You are viewing a plain text version of this content. The canonical link for it is here.
Posted to common-commits@hadoop.apache.org by Apache Wiki <wi...@apache.org> on 2008/12/09 20:02:25 UTC

[Hadoop Wiki] Update of "Hbase/ColumnCaching" by jgray

Dear Wiki user,

You have subscribed to a wiki page or wiki category on "Hadoop Wiki" for change notification.

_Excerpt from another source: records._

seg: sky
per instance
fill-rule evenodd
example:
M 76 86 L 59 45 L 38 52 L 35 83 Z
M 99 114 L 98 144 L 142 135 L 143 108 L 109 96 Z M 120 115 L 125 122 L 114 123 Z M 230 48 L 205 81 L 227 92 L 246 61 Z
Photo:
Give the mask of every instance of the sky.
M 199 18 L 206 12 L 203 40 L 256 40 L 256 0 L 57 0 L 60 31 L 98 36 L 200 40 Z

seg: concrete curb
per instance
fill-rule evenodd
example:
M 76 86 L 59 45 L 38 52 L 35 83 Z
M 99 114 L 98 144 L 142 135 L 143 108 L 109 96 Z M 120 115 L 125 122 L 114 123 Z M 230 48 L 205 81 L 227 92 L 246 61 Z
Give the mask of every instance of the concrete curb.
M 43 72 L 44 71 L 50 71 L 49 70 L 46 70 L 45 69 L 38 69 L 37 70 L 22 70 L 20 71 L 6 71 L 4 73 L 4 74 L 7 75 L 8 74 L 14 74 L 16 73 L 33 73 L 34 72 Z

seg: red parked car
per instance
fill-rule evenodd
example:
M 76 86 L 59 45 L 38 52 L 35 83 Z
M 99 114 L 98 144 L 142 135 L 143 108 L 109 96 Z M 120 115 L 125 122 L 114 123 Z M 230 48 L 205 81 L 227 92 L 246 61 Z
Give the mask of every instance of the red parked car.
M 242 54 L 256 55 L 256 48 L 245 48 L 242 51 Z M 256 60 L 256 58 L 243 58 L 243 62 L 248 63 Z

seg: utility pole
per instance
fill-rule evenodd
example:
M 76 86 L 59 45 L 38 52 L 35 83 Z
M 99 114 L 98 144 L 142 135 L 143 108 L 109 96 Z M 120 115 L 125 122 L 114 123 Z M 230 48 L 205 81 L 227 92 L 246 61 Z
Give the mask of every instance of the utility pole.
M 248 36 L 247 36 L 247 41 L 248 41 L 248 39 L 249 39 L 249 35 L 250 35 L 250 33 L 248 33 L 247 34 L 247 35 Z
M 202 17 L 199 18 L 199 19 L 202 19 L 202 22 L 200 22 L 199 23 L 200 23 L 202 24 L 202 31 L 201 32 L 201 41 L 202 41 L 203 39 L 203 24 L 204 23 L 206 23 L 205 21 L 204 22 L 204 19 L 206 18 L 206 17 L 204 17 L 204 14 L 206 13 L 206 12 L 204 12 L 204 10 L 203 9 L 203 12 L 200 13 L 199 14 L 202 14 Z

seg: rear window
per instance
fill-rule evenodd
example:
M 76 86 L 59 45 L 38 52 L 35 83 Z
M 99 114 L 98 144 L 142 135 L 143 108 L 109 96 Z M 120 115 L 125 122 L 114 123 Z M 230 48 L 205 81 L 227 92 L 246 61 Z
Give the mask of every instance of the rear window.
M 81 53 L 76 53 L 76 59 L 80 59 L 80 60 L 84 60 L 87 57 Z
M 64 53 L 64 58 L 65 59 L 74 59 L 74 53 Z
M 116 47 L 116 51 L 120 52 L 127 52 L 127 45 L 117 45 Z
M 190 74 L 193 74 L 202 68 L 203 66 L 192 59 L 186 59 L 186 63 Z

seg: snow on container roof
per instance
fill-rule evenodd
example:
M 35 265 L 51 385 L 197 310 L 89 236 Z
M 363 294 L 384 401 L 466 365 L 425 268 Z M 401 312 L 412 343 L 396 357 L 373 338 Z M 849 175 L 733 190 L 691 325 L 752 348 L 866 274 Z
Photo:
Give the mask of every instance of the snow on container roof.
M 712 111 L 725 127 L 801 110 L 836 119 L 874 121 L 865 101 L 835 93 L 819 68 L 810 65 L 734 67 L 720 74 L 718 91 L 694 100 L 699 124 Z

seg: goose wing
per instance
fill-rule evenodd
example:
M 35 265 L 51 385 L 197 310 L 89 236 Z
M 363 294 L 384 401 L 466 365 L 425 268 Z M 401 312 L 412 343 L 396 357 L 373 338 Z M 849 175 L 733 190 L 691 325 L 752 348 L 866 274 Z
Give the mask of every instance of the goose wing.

The following page has been changed by jgray:
http://wiki.apache.org/hadoop/Hbase/ColumnCaching

New page:
Key/Val Cache

Overall goal: 
	To early out at as many places as possible.

Overall structure:
	The cache is implemented in Memcache.java as an extra step to find the requested columns
	Add early outs in HStore.java to check if the data needed is returned from memCache.
	
	Add logger for stats, to see hits and misses in the cache.

Structure of cache:
	cacheKey(row+column) -> Value
	//and maybe row:family -> fullFlag(to indicate that all columns of the latest timestamp is in cache)
	and a hashset with the rows:families that are full
	cacheKey class with byte[] row, byte[] column
	and compareTo functions, to sort the inputs, should look like HStoreKey, but minimized since there is
	no need for timestamp and versions and so on, to save memory.
	
	//Need a way to remove data from cache, when it is full, easiest probably to have a seperate list(FIFO) with just the
	//keys. 
	Start with soft references


Input From:
	get - memCache
		Check if key is in the cache, otherwise get it from mapfiles, put in cache on the way out
		Need to check the the number of versions wanted is 1, to use the k/V cache
	
	getFull(multiple columns) - memCache
		Check if keys are in cache, otherwise get them from mapfiles, put in cache in way out
		
	getFull(all columns) - memCache
		Check if fullFlag is set, get all columns from cache, if set abort, otherwise fetch remaining from mapfiles, put them in cache and set flag on way out 
	
	deleteAll - done via add in memCache
		Delete row from cache, return ?
	
	deleteFamily - done via add in memCache
		Delete row from cache, return ?	
	
	add - memCache
		Check fullFlag, if set apply all the changes to row, otherwise do nothing to cache.	
	
	batchUpdate - done via add in memCache
		Check fullFlag, if set apply all the changes to row, otherwise do nothing to cache.
		
		
		
		
		
		
Things to change: 
	In MemCache.getFull(), add early out if everything was found in memCache, do not need to check snapShot?